Nella zona di corso Indipendenza il ricordo di Salvatore La Fata, l'ambulante ed ex operaio edile morto il 30 ottobre 2014, è ancora forte. Come dimostrano i fiori che non mancano mai sull'altarino a lui dedicato. In memoria del giorno in cui il 56enne si è dato fuoco durante un controllo antiabusivismo dei vigili urbani etnei
Piazza Risorgimento, un anno dopo morte La Fata Chiuse le indagini sui due agenti della municipale
«Su passunu ‘i ‘mmazzunu». In piazza Risorgimento di vigili urbani non vogliono sentire parlare. A maggior ragione adesso, a un anno esatto dalla morte di Salvatore La Fata, l’ambulante ed ex operaio edile che si è dato fuoco proprio in piazza, davanti alla sua bancarella, durante un controllo antiabusivismo della polizia municipale. La dinamica di quanto accaduto non è mai stata ricostruita chiaramente ed è servita una denuncia dei familiari dell’uomo per costringere la procura ad aprire un’indagine. Che è stata portata avanti – pare – a carico di due agenti. E che sarebbe stata conclusa. Il fascicolo è nelle mani della magistrata Agata Consoli. Che potrà chiedere al giudice il rinvio a giudizio per i vigili. Oppure l’archiviazione del procedimento.

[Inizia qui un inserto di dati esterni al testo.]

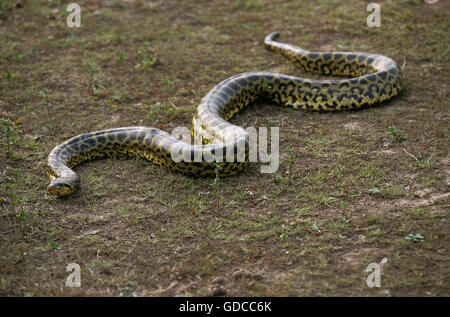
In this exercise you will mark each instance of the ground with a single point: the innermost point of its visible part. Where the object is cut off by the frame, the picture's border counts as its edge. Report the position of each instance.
(352, 187)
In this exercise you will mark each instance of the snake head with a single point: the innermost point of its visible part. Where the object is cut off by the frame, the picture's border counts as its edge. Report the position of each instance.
(63, 186)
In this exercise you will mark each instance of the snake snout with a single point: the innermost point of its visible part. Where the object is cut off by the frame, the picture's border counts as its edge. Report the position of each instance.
(62, 186)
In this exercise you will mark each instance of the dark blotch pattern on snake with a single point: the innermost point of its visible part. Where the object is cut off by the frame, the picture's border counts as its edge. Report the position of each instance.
(372, 79)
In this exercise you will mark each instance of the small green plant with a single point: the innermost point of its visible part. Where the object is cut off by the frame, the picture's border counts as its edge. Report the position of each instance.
(150, 57)
(54, 245)
(396, 133)
(217, 168)
(9, 133)
(22, 214)
(374, 190)
(414, 237)
(121, 55)
(9, 75)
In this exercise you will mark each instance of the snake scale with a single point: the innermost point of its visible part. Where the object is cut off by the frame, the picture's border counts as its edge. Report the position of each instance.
(371, 79)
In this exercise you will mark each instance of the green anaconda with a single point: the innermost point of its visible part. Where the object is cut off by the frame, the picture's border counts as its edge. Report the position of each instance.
(371, 79)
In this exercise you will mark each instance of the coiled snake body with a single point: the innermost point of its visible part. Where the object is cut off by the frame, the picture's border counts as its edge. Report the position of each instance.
(374, 78)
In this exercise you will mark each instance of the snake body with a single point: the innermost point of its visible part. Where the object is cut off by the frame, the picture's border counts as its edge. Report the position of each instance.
(372, 79)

Era il 19 ottobre del 2014 e La Fata, 56 anni, sarebbe morto 11 giorni dopo nel reparto di terapia intensiva post-operatoria dell’ospedale Cannizzaro di Catania. A essergli fatali le ustioni di secondo e terzo grado sul 60 per cento del corpo. Quelle ustioni che si è causato da solo versandosi addosso una bottiglia di benzina, mentre gli uomini delle forze dell’ordine tentavano di multarlo per colpa della sua bancarella. Ma alcuni testimoni avevano raccontato di aver sentito i vigili invitare l’uomo a darsi fuoco. Una versione a seguito della quale l’avvocato Francesco Marchese, legale di Alfia Poli – la vedova di La Fata -, ha presentato una denuncia alla procura etnea. Accusando i vigili urbani di istigazione al suicidio e omissione di soccorso. Un fatto ancora vivo nella memoria di chi frequenta la zona: «Non la possono passare liscia», dicono i commercianti.
«La mattina qua è come sempre», racconta un anziano, seduto a giocare a carte a un tavolino di piazza Risorgimento. «Montano le bancarelle e poi smontano a ora di pranzo». Di forze dell’ordine, secondo lui, non se ne vedono più da un anno. «No, non è vero», lo smentisce un vicino. «Pochi giorni fa si sono portati quello là che vende il pesce spada all’angolo – dice – Gli hanno fatto duemila euro di multa, a ‘du pureddu». «Chiddu ro’ pisci? Unu ca’ non cunta nenti, cettu ca’ sa pigghianu cu’ iddu», risponde il macellaio. «Quello che vende il pesce? Non conta niente, se le sono presa con lui per quello», è la traduzione dal dialetto.
Dopo un anno dalla tragedia, i fiori sull’altarino per Salvatore La Fata sono sempre freschi. «Noi quello che è successo non possiamo dimenticarlo», dichiara la moglie. «I giornali hanno raccontato questa storia come volevano loro, si è detto che mio marito era disperato e che i vigili non hanno fatto niente – continua Alfia Poli – Adesso lasciamo che parlino gli avvocati. E che decidano giudici e magistrati». Anche sulla base dei racconti di chi ha visto quello che è successo quella mattina. «Dopo che siamo andati a Chi l’ha visto? a chiedere ai testimoni di parlare si sono fatte avanti altre due persone», dice la signora. Due persone in più, oltre alla donna che aveva rilasciato le sue dichiarazioni da subito.
«Non ci si mette più nessuno dove una volta ci stava Salvo La Fata», spiega un residente del quartiere. «Agli angoli sì, e pure dietro, da dove comincia corso Indipendenza. Ma là proprio no. C’è l’altare, ci sono i fiori, non è rispetto». «Ma non è po’ rispettu – interviene un altro – è che ci sono i cartelloni della macelleria. Quelli non li può toccare nessuno». «Comunque – ricomincia l’uomo – com’è e come non è, a La Fata non ce lo possiamo ricordare solo noi. Si deve fare qualche cosa, se ne deve parlare, almeno per dare un po’ di tranquillità alla famiglia».